Because many of Lab42’s clients are ad agencies, this TechCrunch article about the changing nature of the advertising industry got us thinking. According to the article, advertisements will no longer be considered an interruption to consumers’ daily lives. Instead, companies will create advertisements that are fully integrated with customer experiences. Online banner ads are becoming less effective, and in their place a strategy called native advertising has emerged. This strategy “allows brands to promote their content into the endemic experience of a site in a non-interruptive, integrated way.” In other words, native advertising seeks to deliver more personalized content that adds (no pun intended) to a customer’s experience rather than interrupting it. Here are some examples of native advertising:
Promoted Tweets: This allows businesses to pay to have their tweets at the top of a list of particular search results. By choosing search terms relevant to their topic, promoted tweets allow for more organic advertising, providing users with content that is relevant to what they are doing at that moment.

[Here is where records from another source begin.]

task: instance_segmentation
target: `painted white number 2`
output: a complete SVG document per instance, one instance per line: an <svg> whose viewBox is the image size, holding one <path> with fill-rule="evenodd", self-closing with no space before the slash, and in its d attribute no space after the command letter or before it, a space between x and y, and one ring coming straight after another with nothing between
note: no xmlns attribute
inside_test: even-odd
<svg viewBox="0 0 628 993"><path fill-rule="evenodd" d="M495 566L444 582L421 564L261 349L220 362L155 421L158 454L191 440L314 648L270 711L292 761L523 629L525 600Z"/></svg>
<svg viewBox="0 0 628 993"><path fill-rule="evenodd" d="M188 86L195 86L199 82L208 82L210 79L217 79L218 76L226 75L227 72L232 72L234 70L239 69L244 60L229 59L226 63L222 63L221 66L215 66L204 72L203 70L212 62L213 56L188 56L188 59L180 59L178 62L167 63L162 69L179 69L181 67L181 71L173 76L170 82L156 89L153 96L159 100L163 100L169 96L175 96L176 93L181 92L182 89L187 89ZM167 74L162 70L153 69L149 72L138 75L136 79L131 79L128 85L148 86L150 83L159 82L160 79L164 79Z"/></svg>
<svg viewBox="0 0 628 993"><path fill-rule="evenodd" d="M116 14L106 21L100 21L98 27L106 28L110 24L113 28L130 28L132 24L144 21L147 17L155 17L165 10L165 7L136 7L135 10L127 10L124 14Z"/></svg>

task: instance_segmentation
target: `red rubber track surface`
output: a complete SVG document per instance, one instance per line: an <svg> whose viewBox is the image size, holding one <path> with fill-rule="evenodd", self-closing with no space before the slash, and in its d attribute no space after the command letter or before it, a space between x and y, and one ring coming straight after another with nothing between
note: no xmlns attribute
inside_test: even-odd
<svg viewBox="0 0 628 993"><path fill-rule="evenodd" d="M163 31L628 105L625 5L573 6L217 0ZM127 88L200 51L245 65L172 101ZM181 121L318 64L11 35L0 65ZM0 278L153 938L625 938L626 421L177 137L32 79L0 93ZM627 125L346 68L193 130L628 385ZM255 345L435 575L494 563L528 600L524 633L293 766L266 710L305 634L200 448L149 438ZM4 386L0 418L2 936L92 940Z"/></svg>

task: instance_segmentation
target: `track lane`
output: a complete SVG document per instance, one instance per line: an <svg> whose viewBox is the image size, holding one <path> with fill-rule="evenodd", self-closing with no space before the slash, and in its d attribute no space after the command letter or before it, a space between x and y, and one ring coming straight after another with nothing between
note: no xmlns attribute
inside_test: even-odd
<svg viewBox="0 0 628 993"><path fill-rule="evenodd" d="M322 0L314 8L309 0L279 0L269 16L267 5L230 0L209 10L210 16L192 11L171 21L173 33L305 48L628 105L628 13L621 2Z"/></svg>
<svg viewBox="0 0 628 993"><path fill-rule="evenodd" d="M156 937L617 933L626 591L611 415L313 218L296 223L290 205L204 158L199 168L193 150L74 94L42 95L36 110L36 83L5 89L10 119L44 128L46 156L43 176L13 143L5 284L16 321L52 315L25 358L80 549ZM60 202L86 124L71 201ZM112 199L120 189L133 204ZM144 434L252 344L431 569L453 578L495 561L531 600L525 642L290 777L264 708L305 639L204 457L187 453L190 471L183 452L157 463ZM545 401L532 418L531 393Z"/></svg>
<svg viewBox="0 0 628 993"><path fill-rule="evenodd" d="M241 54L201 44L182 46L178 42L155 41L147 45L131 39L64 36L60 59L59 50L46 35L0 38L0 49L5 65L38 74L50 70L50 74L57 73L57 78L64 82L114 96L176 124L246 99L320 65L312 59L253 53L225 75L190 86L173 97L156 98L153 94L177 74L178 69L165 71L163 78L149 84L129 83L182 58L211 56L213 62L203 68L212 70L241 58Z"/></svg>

Stumbleupon: On this content discovery site, users choose a few categories that defined their interests (like books, oddities, or interior design) and proceed to “stumble” through various types of web content – sites, blogs, videos and more – catered to their interest. Users can rate each page they stumble on thumbs up or thumbs down, making the algorithm smarter and more personalized. Where does advertising come in? It’s all part of the stumbling experience. With the site’s Paid Discovery program, advertisers pay to have their URL integrated into a user’s stream based on the interests they listed. About 5% of stumbles are part of Paid Discovery.
Google Maps Sponsored Links: When you enter a search term on Google Maps, occasionally a Sponsored Link will appear. These links are targeted to the topic and location of a user’s search, so advertisers pay for their links to appear on specific search terms.

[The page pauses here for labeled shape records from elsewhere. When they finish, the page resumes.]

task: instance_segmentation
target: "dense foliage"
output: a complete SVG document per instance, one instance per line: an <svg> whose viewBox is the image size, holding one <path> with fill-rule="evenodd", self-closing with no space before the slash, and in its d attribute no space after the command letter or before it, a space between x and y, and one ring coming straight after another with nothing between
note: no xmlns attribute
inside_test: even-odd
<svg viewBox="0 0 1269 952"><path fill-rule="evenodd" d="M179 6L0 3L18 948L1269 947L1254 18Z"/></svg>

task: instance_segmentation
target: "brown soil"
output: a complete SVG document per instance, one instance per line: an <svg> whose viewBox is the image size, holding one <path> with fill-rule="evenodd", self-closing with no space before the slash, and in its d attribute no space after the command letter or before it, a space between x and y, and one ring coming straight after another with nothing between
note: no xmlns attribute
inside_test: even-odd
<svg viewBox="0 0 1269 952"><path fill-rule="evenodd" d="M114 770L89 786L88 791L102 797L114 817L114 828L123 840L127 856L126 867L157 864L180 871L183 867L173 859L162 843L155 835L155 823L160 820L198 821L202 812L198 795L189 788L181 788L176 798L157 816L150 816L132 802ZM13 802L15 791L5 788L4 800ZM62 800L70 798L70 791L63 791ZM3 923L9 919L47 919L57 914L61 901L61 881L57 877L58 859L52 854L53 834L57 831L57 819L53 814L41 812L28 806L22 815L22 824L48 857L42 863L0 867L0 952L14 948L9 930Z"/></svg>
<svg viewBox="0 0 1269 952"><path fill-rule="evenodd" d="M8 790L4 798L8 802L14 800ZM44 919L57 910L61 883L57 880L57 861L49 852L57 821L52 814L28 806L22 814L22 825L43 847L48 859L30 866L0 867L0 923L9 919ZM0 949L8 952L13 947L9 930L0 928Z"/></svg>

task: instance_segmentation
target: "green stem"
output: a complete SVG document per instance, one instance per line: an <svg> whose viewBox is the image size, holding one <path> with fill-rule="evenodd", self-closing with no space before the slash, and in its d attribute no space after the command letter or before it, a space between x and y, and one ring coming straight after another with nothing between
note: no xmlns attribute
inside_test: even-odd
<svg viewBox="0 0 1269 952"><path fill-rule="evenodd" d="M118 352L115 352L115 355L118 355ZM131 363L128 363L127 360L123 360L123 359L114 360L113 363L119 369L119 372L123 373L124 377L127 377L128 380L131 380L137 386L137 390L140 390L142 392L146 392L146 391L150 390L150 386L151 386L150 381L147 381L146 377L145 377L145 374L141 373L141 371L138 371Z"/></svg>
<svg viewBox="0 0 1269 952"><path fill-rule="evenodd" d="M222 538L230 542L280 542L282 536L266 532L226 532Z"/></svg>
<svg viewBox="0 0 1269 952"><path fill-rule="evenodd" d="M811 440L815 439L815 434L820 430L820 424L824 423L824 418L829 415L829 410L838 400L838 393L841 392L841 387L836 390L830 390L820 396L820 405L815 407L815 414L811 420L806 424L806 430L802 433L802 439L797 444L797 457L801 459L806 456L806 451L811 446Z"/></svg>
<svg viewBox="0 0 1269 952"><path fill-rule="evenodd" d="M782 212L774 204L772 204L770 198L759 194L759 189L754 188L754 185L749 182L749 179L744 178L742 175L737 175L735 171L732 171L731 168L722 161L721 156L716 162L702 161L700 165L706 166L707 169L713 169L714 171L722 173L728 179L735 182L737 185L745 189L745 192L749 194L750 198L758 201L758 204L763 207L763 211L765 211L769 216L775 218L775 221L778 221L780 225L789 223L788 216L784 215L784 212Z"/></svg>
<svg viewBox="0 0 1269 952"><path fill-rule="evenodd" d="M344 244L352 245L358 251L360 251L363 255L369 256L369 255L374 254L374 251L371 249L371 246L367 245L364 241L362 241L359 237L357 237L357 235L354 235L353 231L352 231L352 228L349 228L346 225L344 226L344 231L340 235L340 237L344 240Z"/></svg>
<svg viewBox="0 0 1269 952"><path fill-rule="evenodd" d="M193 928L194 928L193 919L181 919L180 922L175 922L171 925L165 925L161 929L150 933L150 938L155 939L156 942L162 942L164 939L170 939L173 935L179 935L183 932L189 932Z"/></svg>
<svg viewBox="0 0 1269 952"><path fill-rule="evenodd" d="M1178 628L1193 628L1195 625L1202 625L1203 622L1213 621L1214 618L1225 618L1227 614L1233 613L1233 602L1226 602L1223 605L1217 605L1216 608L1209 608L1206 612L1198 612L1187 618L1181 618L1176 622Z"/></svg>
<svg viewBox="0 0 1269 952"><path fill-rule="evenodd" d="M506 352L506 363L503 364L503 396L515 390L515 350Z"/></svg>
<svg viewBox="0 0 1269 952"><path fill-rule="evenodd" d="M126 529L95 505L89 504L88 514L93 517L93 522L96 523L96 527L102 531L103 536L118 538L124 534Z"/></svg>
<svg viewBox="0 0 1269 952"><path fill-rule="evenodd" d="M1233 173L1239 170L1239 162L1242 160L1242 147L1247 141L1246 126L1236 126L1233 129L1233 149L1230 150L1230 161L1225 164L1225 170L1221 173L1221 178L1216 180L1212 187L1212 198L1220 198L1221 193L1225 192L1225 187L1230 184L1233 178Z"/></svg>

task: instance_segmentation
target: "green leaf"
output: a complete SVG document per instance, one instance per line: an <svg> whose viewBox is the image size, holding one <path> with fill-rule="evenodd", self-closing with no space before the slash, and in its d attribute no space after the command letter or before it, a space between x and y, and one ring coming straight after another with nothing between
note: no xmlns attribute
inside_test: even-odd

Disqus: Disqus is a commenting platform used across many news and media sites that lets users engage in discussion related to news articles. In addition to providing a commenting tool, Disqus recommends pages to users based on their browsing history so that publishers can promote their articles to people who will be most interested in them.

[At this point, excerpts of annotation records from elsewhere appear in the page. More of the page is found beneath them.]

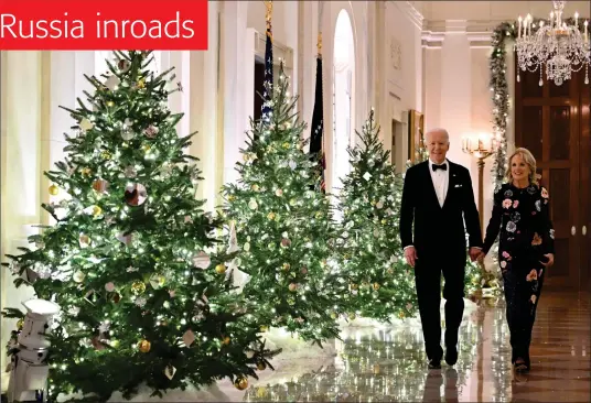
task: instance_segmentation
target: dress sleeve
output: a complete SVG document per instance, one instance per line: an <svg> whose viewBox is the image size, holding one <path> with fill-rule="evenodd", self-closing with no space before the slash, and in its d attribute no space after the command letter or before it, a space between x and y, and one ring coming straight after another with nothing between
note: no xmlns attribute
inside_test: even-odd
<svg viewBox="0 0 591 403"><path fill-rule="evenodd" d="M541 217L541 242L544 247L544 253L555 253L554 246L554 226L552 220L550 219L550 198L546 187L540 188L541 195L541 206L540 206L540 217Z"/></svg>
<svg viewBox="0 0 591 403"><path fill-rule="evenodd" d="M501 230L501 222L503 219L503 189L498 189L495 193L494 196L494 204L493 204L493 215L491 216L491 219L488 220L488 226L486 227L486 236L484 237L484 248L482 251L484 254L488 253L491 248L493 247L493 243L496 240L496 237L498 236L498 232Z"/></svg>

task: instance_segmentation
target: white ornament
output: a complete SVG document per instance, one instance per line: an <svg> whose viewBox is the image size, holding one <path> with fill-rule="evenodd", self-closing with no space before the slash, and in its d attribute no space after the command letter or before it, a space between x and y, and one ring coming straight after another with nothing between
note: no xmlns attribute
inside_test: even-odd
<svg viewBox="0 0 591 403"><path fill-rule="evenodd" d="M110 89L111 91L115 90L115 88L117 88L117 86L121 83L121 80L119 79L119 77L117 76L110 76L109 78L107 78L107 80L105 81L105 86Z"/></svg>
<svg viewBox="0 0 591 403"><path fill-rule="evenodd" d="M205 252L200 252L195 258L193 258L193 265L200 269L207 269L212 264L209 255Z"/></svg>
<svg viewBox="0 0 591 403"><path fill-rule="evenodd" d="M7 397L9 402L37 400L37 393L47 395L50 366L45 362L51 342L45 337L52 328L52 318L60 306L45 299L23 303L28 313L18 337L19 351L12 356L12 369Z"/></svg>
<svg viewBox="0 0 591 403"><path fill-rule="evenodd" d="M82 121L80 121L80 129L83 131L88 131L90 129L93 129L95 127L95 123L93 123L92 121L89 121L88 119L84 118Z"/></svg>
<svg viewBox="0 0 591 403"><path fill-rule="evenodd" d="M74 275L72 276L72 280L74 280L76 283L82 283L85 277L86 277L86 274L84 274L83 272L78 270L77 272L74 273Z"/></svg>
<svg viewBox="0 0 591 403"><path fill-rule="evenodd" d="M189 329L183 335L183 342L186 347L191 347L191 345L195 341L195 334L193 330Z"/></svg>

Facebook Sponsored Stories: As an alternative to Facebook Ads, businesses can highlight a specific post or story that is relevant to users through Sponsored Stories. Companies that have a Facebook Page pay to promote a particular interaction on a user’s news feed. For example, say I liked The New York Times page on Facebook. They can pay to create a Sponsored Story (“Sara liked The New York Times”) which will be highlight on my friends’ news feeds.
What are some other native advertising techniques you’re familiar with?